BERLIN.- The Käthe-Kollwitz-Preis 2011 (Käthe Kollwitz Prize) has been awarded jointly to Janet Cardiff and George Bures Miller. On this occasion the artist duo from Canada will be showing four works in the Akademie der Künste (Academy of Arts). The exhibition at Pariser Platz will focus on the construction and deconstruction of acoustic perception and illusionist spaces. The real occurrences in Cardiff’s and Miller’s stories only reveal themselves when people enter the space and engage their visual and tactile senses. An additional layer is revealed in the process of recalling and imagining spaces, objects and relations. As an observer-listener, the visitor is tugged back and forth between dream and trauma, horror and curiosity. What people see often fails to match with what they are hearing, or it is hard to associate a particular sound with its imagined location. One of these intriguingly narrative main works is entitled “Killing Machine” (2007), on display for the first time in Berlin. Confronted with the machine of torture in the room, the visitor experiences the maltreatment of a fictional victim as it is increased to the unbearable – an effect achieved purely through light and a complex sound composition. While the changing light conditions and the empty “treatment chair” convey the experience of inner pain, a disco ball renders the situation trivial. The narrative aspect plays out only in our minds.

Statement of the jury
Sound has belonged to the domain of the fine arts since the Futurists, since John Cage and the original developments of the radiophone, acoustic art and sound sculpture. Janet Cardiff and George Bures Miller have effectively enlarged this field within the last twenty years through intensive, independent works. Human beings have a rich perceptual experience of the visual world – and know that eyes are easy to deceive and “only” focus on the world in front of us. In contrast, ears can be aware of and perceive an entire space encircling a 360-degree radius. Cardiff and Miller demonstrate just how much a noise or a word that comes from the unseen areas behind us may frighten us. They employ these means like virtuosos, turning the individual visitor into a participant of a complex event that they have developed. Since Münster Walk, an audio tour through the city of Münster during the “Skulptur.Projekte 1997,” many art lovers have experienced this strange shift of space and even time.

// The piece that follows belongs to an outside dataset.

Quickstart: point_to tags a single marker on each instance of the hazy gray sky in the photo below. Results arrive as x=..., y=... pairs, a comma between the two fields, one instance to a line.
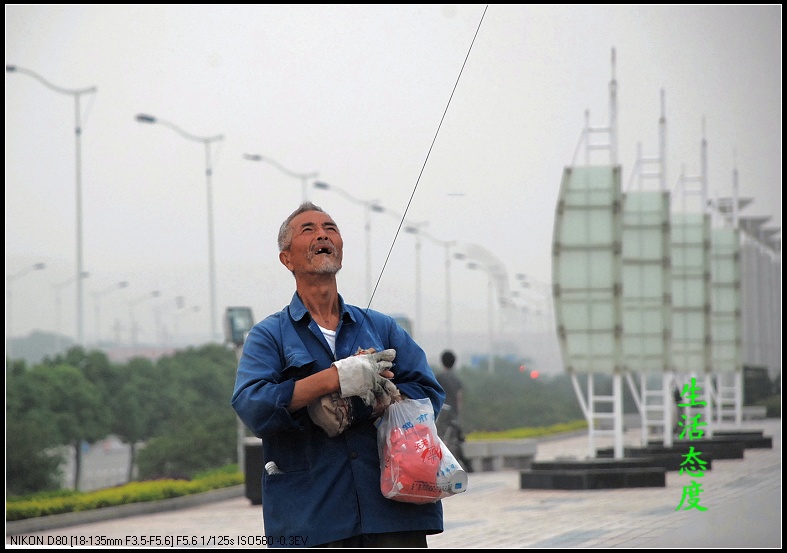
x=355, y=93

Four years later, Cardiff/Miller convinced us again with their “The Paradise Institute” in the Canadian Pavilion at the Venice Biennale. After putting on the large headphones, you no longer felt as if you were in the small video chamber, but in a giant movie theater with the corresponding sounds and reverberations. The fact that other people even sit behind us conjured up fears, as did the thoughts that could trigger our darker realms: Feelings of anxiety, memories of something beautiful, but also the banal, “Did I really turn off the stove at home?” – Cardiff and Miller were not afraid of having to make “big cinema.”

They similarly like to investigate primal fears and intense feelings, incorporating them into their works. This is not to impress us, however, but instead to almost disconnect the boundaries of perception and fiction, of reality and presentation. Comparable to Baroque trompe l’oeil painting or the fascination with anamorphic effects, which first become recognizable in cylindrical mirrors, Cardiff and Miller develop increasingly more artistic, more spatially perfect sound forms for their narrative sound impressions. Concentration and deceleration were realized in the sound sculpture “The Murder of Crows”, in 2009 at the Hamburger Bahnhof Museum in Berlin, combined with an intense, almost physical experience. The sound event, the voices orbiting the listener, but also the nightmares that were unleashed, engaged the participant quite differently than what occurs in the rows of a concert hall. At the same time, there are works by the two artists that express playfulness and the joys of technical detail. They make us curious about their other works, which is wonderful confirmation that the jury of the Akademie der Künste has chosen the correct winners for the art prize called the Käthe-Kollwitz-Preis.